Mars jest najbardziej pożądaną planetą przez agencje kosmiczne, takie jak NASA, ale także przez przedsiębiorców technologicznych, takich jak Elon Musk. Powodem, dla którego jest to najbardziej pożądana planeta, jest połączenie czynników naukowych i technologicznych, takich jak poszukiwanie wiz, zrozumienie ewolucji planetarnej i ekspansja ludzkości.

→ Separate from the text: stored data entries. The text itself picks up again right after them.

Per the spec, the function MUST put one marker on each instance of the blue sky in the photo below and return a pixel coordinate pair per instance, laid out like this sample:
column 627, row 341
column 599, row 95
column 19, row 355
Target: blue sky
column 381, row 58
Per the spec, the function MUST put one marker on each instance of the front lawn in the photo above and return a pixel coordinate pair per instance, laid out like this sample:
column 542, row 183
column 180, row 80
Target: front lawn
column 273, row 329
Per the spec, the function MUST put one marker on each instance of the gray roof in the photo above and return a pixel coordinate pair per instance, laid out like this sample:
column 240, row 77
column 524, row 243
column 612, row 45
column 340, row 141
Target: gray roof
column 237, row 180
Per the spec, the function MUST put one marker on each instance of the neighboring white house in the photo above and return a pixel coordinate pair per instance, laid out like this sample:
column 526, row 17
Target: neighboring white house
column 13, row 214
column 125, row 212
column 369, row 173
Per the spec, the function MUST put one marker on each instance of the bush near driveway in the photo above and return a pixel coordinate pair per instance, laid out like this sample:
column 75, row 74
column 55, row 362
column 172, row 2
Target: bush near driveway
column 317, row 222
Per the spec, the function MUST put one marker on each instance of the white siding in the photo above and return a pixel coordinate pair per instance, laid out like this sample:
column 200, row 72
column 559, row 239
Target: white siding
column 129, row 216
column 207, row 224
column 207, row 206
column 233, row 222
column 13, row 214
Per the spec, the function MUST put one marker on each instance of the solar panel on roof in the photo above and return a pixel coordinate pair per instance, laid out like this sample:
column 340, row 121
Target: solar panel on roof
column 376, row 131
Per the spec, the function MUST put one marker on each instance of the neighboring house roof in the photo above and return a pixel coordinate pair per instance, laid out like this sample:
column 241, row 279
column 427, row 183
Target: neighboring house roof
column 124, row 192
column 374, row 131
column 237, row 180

Musk już wyobraża sobie, jak będzie wyglądało życie na Marsie , a nawet ogłosił rok, w którym polecimy na Czerwoną Planetę za pomocą rakiet napędzanych energią jądrową. Jednak poza życiem ludzkim, jeśli zagłębimy się w to, jakie elementy będą niezbędne do zbadania powierzchni, warto wspomnieć, że robot-pies Olympus Europejskiej Agencji Kosmicznej będzie w stanie eksplorować Marsa .
Ten robotyczny czworonóg został zaprojektowany do działania w środowiskach o niskiej grawitacji i niedawno, jak podaje portal space.com , wykazał swoją zdolność do stabilizacji, przeskakiwania przeszkód i przystosowywania się do terenu, który stanowi prawdziwe wyzwanie dla łazików , takich jak Perseverance NASA .
Urządzenie, opracowane przez badacza Jørgena Ankera Olsena z Norweskiego Uniwersytetu Nauki i Technologii, składa się z systemu podwójnie przegubowych nóg zakończonych wyściełaną powierzchnią. Dzięki swojej konstrukcji Olympus zapewnia dodatkową przyczepność i może eksplorować miejsca trudno dostępne dla innych urządzeń eksploracyjnych.
Pierwsze testy zaliczonePierwsze testy Olympusa odbyły się w ośrodku ORBIT w Holandii, gdzie warunki mikrograwitacji na Marsie symulowane są za pomocą pływających platform na podłożu o milimetrowej precyzji. Co więcej, jak donosi wspomniana gazeta, robot-pies został umieszczony głową w dół na jednej z platform, aby symulować środowisko o grawitacji równej 38% ziemskiej.
Ku zaskoczeniu wszystkich, Olympus wykorzystał swój system uczenia maszynowego oparty na sztucznej inteligencji do udoskonalenia swoich ruchów, co pozwoliło robotowi korygować postawę i wykonywać kontrolowane skoki, aż do momentu, w którym bezpiecznie wylądował na wszystkich czterech łapach.
Jørgen Anker Olsen stwierdza na blogu ESA , że „ta konfiguracja, z Olympusem przymocowanym do jednej z pływających platform, pozwala na przetestowanie pełnego zakresu ruchu nóg ”. Dodaje, że „podczas jednego z testów Olympus był w stanie przemieszczać się od ściany do ściany, zmieniając orientację po każdym skoku, aby zawsze lądować na wszystkich czterech nogach”.
Przyszłe zastosowaniaJørgen Anker Olsen zauważa, że jednym z potencjalnych zastosowań robotów takich jak Olympus jest eksploracja Marsa: „ Mogłyby one z łatwością poruszać się po powierzchni planety , a także badać jej głębiny, na przykład otwory lawowe na Marsie czy jaskinie wulkaniczne, które byłyby zbyt niebezpieczne do zbadania przez latające sondy”. Ponadto roboty poruszające się na nogach mogą przeskakiwać przeszkody, które byłyby zbyt trudne do pokonania dla robotów poruszających się na kołach.